Franklin saw a protest on Saturday morning that was attended by more than 100 demonstrators who gathered just hours after Williamson County's second mask mandate went into effect due to the ongoing COVID-19 pandemic, protesting both the mandate and a belief in a rise in government overreach.
The event was put on by Tennessee Stands, a non-profit advocacy group that according to their website "serves to protect the individual liberties of all Tennesseans as stated in the Tennessee State Constitution and given to us by God."
Specifically the group is challenging what they see as government overreach in response throughout the months-long pandemic.
Tennessee Stands Founder and Executive Director Gary Humble said in a phone call that the event drew well more than 200 people to the square which he said was sparked by the mask mandate, but was really more about what the group argues is the government operating outside of the Constitution.
"The root of the entire thing is that we strongly feel that all of these mandates, whether it be a mask mandate, a stay-at-home order, a restriction on businesses calling folks 'essential' or 'non-essential,' that this is all unconstitutional activity," Humble said.
"Our argument is simply that it's way past time to return to a Constitutional form of government and we are operating way out of bounds right now."
Tennessee Stands is a plaintiff in a lawsuit against the State of Tennessee and Governor Bill Lee, while the affiliated group Recall Williamson, is the plaintiff in a lawsuit against the Williamson County Schools system and the Franklin Special School District as well as their respective top officials, WCS Superintendent Jason Golden and FSSD Director David Snowden.
Humble said that Saturday's event was one of several that he's spoken at across the state, from larger public gatherings to more intimate, private discussions in the homes of likeminded Tennesseans who feel the pressures of government during the pandemic.
Many attendees of the rally held signs with slogans such as "No Mask Mandate We Vote" or "Fear is the Real Virus," while some residents took to social media to condemn the gathering on both Tennessee Stands' social media posts and on personal accounts with some asking if the group was issued a permit by the city and if so, why it had been approved.
On Oct. 13 the city passed an amendment to the city's code to require permits for future demonstrations after a summer of protests throughout the city and much of the country. As of Tuesday Stuckey said that five permits had been applied for and approved for a variety of events.
According to Franklin City Administrator Eric Stuckey, the group applied for a permit on Thursday after the new mask mandate was announced and said that the permit was approved in an effort to not infringe on the group's First Amendment rights.
"The request was made to have a public gathering to express themselves and let them express their First Amendment rights," Stuckey said. "They were aware that the mask mandate had been issued and had just gone into effect at midnight that morning. So it had just gone into effect and so really, it's put on my shoulders and is my responsibility to issue permits of that nature, and I just felt that we needed to go ahead and let them express themselves. They could choose to wear or not wear a mask."
Stuckey said that the city's approach, especially in the first days of the mandate's re-instatement, is focused on public education and encouragement versus relying on issuing citations to ensure compliance.
"I understand the concern around it," Stuckey said, adding that it was an outdoor event that was monitored by police and fire services.
"There's a lot of trade offs here and that's what we looked at, and the public square is a place where people should be able to express themselves and peaceably assemble, and that was really what we were trying to balance there, and we didn't want to forbid the event on the assumptions that they weren't going to wear masks," Stuckey said, admitting that most attendees in fact did not chose to wear face coverings as part of their expression.
The county and state have both seen an increase in COVID-19 cases, with Williamson County Medical Center recently announcing a 50% increase of inpatient COVID-19 hospitalizations and Maury Regional Medical Center prompting to suspend elective procedures.
"We've seen an over 150% increase in active cases in the last month.
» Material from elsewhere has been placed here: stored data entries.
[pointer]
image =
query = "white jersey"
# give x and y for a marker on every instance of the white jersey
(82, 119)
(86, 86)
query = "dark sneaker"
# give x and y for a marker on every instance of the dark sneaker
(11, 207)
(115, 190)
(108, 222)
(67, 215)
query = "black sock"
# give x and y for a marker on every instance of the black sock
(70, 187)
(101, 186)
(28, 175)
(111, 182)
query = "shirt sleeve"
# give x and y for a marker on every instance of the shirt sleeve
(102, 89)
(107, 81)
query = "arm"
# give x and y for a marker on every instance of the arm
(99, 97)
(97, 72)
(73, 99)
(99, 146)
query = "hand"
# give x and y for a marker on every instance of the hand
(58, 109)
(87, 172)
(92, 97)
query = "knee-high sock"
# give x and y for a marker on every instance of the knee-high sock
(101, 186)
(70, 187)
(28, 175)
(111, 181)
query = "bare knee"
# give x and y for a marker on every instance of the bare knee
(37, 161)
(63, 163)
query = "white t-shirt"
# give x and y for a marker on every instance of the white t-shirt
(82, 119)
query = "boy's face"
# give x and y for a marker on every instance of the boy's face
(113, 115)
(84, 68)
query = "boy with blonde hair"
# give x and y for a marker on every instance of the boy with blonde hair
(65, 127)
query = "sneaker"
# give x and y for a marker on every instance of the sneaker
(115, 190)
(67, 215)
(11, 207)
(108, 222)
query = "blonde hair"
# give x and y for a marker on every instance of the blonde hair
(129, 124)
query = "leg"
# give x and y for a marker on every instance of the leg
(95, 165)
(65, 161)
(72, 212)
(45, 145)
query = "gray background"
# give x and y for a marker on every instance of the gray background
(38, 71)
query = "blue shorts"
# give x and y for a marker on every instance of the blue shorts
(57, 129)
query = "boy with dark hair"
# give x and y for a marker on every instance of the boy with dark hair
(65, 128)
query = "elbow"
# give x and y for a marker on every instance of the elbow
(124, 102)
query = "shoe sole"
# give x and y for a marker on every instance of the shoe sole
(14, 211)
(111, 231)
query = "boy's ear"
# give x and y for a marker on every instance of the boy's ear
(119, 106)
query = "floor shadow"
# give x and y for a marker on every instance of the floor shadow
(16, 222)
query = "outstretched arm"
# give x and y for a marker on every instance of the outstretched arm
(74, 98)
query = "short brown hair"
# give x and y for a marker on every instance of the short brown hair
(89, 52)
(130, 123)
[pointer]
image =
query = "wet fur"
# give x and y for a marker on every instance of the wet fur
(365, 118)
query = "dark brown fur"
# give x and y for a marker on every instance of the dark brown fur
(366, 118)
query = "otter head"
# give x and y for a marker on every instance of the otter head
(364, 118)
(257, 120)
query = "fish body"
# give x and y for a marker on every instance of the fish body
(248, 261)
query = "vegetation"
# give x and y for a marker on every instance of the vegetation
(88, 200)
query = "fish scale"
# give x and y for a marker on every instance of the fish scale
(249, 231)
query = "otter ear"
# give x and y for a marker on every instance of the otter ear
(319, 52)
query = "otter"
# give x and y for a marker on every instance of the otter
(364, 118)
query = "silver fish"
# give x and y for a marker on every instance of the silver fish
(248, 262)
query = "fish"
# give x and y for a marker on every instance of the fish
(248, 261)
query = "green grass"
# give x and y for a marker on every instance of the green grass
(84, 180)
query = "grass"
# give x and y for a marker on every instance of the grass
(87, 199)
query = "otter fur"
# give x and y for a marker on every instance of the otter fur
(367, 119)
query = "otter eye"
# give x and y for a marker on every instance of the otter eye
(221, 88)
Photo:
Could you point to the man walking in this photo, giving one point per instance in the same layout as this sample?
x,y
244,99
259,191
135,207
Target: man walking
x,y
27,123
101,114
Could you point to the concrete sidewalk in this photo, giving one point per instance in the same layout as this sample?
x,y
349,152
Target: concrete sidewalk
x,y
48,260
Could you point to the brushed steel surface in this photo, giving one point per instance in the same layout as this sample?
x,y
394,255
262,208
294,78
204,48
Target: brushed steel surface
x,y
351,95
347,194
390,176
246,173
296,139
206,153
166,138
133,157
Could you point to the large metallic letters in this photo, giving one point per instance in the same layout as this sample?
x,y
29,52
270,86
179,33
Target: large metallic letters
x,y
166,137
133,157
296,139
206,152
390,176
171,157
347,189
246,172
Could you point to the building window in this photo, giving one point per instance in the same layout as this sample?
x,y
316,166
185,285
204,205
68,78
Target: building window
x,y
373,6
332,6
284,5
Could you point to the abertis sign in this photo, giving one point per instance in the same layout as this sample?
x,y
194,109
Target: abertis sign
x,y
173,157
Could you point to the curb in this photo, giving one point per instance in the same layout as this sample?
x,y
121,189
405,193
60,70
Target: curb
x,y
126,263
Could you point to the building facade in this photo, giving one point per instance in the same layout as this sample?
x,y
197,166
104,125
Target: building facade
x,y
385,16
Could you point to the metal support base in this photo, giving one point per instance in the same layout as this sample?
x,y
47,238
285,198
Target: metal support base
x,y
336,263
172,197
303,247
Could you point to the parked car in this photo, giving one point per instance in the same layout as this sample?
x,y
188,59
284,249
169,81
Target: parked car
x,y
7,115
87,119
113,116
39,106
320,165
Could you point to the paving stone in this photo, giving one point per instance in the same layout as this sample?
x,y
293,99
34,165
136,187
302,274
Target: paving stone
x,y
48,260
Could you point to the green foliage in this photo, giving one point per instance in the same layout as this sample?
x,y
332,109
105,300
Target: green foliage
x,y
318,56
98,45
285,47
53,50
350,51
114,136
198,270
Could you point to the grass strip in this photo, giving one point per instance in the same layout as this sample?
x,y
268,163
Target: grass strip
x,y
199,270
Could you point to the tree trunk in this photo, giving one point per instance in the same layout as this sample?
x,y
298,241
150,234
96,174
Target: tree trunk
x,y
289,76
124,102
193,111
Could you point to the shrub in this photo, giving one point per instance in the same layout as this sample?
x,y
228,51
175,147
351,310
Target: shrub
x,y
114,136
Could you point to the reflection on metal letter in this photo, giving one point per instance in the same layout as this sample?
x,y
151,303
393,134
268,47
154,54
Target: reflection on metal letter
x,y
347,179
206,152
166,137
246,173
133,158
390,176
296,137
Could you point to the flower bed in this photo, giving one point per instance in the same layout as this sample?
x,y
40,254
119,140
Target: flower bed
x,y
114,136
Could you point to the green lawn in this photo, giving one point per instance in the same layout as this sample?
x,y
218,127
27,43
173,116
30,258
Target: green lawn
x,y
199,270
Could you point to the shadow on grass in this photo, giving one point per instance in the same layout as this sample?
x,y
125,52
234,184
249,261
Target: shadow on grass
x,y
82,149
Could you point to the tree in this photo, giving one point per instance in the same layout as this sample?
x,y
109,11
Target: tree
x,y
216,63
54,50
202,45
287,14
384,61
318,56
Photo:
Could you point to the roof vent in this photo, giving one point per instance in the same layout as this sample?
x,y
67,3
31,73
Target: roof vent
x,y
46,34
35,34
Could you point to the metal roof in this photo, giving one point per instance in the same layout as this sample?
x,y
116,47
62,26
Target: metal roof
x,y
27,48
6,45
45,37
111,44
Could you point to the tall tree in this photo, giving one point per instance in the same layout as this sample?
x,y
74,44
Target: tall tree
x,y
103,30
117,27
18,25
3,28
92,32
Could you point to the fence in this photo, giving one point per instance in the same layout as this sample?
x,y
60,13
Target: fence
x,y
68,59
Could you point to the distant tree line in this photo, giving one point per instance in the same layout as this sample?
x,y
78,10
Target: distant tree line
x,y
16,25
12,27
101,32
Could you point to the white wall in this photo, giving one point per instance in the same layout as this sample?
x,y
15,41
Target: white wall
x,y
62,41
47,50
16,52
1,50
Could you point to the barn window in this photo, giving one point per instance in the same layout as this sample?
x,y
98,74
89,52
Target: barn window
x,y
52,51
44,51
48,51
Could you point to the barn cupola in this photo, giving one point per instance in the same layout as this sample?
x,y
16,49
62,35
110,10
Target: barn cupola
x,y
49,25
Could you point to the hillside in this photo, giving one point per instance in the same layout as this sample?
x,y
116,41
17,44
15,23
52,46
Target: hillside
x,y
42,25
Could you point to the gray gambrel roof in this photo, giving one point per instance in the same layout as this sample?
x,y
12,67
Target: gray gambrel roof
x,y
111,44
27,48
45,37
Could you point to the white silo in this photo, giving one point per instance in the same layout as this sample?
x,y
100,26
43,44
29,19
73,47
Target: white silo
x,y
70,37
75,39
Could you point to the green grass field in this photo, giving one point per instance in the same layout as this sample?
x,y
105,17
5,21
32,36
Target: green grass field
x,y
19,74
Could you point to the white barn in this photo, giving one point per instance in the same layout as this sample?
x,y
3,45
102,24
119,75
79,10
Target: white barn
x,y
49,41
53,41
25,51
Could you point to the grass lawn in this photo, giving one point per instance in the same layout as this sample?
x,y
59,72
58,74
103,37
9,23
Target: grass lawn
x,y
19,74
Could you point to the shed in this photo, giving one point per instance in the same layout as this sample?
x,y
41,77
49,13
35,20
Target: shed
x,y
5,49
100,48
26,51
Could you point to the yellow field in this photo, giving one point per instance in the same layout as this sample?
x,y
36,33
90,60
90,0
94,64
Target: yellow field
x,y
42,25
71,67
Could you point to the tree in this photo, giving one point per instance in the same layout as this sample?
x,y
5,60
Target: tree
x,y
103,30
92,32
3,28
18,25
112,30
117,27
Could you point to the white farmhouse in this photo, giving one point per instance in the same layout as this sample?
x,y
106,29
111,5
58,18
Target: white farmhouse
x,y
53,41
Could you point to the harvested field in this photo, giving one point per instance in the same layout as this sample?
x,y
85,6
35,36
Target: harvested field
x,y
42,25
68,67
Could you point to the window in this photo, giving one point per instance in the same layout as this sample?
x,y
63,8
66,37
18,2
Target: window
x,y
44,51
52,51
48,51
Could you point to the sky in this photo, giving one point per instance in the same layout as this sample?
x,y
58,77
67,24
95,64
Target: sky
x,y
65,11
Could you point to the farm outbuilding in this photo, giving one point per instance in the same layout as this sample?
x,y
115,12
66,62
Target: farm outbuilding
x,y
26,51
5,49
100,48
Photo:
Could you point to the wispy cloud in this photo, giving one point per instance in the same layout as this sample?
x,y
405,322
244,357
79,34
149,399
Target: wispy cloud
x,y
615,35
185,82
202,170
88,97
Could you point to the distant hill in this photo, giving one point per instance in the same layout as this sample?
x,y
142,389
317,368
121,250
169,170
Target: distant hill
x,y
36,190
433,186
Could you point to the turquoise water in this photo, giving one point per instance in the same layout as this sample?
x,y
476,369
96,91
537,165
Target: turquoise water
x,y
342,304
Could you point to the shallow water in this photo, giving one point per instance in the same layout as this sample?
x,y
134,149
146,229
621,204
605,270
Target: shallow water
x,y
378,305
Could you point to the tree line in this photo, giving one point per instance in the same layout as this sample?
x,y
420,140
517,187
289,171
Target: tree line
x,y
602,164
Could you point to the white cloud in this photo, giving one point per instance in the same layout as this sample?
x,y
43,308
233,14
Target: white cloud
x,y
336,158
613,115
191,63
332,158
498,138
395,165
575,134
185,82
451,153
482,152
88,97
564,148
The positivity rate has climbed up -- it was at 7% and is almost at 8% in that same time that the cases have gradually creeped back up," Stuckey said.
"These are the reasons that the mandate was reinstated, so we're trying to inform people that this isn't driven by a whim, it's driven by data," Stuckey said. "We understand that there are different perspectives but we're also trying to make sure that they understand the context and the information that is guiding the policy decisions at the county level and the city level, so it is a difficult balancing act."
Stuckey said that the reasons to actually deny a request are limited to the logistics of being able to accommodate groups such as not approving of two groups for the same location at the same time and ensuring that public safety in terms of the need for city resources such as police can be handled.
"The path for rejection is very limited because we don't want to get into choosing whose speech gets heard," Stuckey said.
Stuckey said that the public health impacts of permitted gatherings is and will continue to be something that is considered when reviewing applications, but again, said that the size of the group and the fact that it was an outdoor gathering helped lead him to approving Saturday's rally.